Well... I can tell you what MY players would do in this instance: ignore the plea. My guys are BIG on doing what's right and just, and evil dragons are sort of beyond redemption in their eyes. If they KNEW they couldn't kill the dragon, they would simply let it die on it's own, if they thought that's what would happen. Otherwise they'd probably inform the nearest uber-wizard that there's a weak dragon that needs killing, and they'll tell him where it is for a finders fee of the treasure.
I going to try this, my party would be divided between talking the gold, killing the dragon some combination of the two, but really an open-end conclusion and a classic set up makes for good and unpredictable roleplaying.
If I were running this plot, I'd try to add some extra element of moral ambiguity to the dragon. For example, Jaelric the Black has been around for hundreds of years.
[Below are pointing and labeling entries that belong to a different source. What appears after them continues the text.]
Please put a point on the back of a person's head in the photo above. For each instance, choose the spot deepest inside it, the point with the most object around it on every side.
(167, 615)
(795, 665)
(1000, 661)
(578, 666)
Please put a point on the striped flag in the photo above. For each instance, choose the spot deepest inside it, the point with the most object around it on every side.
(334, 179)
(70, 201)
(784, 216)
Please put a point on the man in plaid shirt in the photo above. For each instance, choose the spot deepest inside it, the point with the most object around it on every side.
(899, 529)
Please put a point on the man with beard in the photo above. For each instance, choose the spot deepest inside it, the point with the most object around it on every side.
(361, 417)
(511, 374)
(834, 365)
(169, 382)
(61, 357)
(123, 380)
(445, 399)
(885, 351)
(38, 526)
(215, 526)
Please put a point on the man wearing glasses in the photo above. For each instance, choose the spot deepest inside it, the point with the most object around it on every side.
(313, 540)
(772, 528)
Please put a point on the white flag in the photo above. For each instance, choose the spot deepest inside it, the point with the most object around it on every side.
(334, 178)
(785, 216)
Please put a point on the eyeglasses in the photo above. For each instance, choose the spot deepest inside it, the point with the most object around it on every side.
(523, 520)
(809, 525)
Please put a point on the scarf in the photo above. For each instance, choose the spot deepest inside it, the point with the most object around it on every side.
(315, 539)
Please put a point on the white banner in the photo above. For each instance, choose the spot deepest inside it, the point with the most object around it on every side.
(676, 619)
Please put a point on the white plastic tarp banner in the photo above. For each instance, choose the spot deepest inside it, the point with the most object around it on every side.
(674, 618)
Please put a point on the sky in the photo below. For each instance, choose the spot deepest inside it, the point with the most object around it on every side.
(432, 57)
Suppose that in that time he had aided the ruling house of the kingdom, giving fealty to them when they went to war in exchange for exclusive hunting rights in a large swath of undesirable fen land and a fair-sized herd of cattle.
Now the dragon may still be evil, and may eagerly devour any poor peat-cutter that trespasses on his swampy demesne, but he is a leigeman of the Crown, and not someone to be lightly slain. Many a medieval noble was quite as rapacious and murderous as a dragon could be.
The easist way to use this plot is to DE-COLOR-CODE dragons. That has to be my least favorite part of D&D.
- steps off soapbox -
A take on the old lion and the mouse story, it is a classic plot. Good job!
I like the simpleness of this plot but personally, I do not like the bit abt the evil black dragon much nor the implied thing abt the PCs have to help out or else.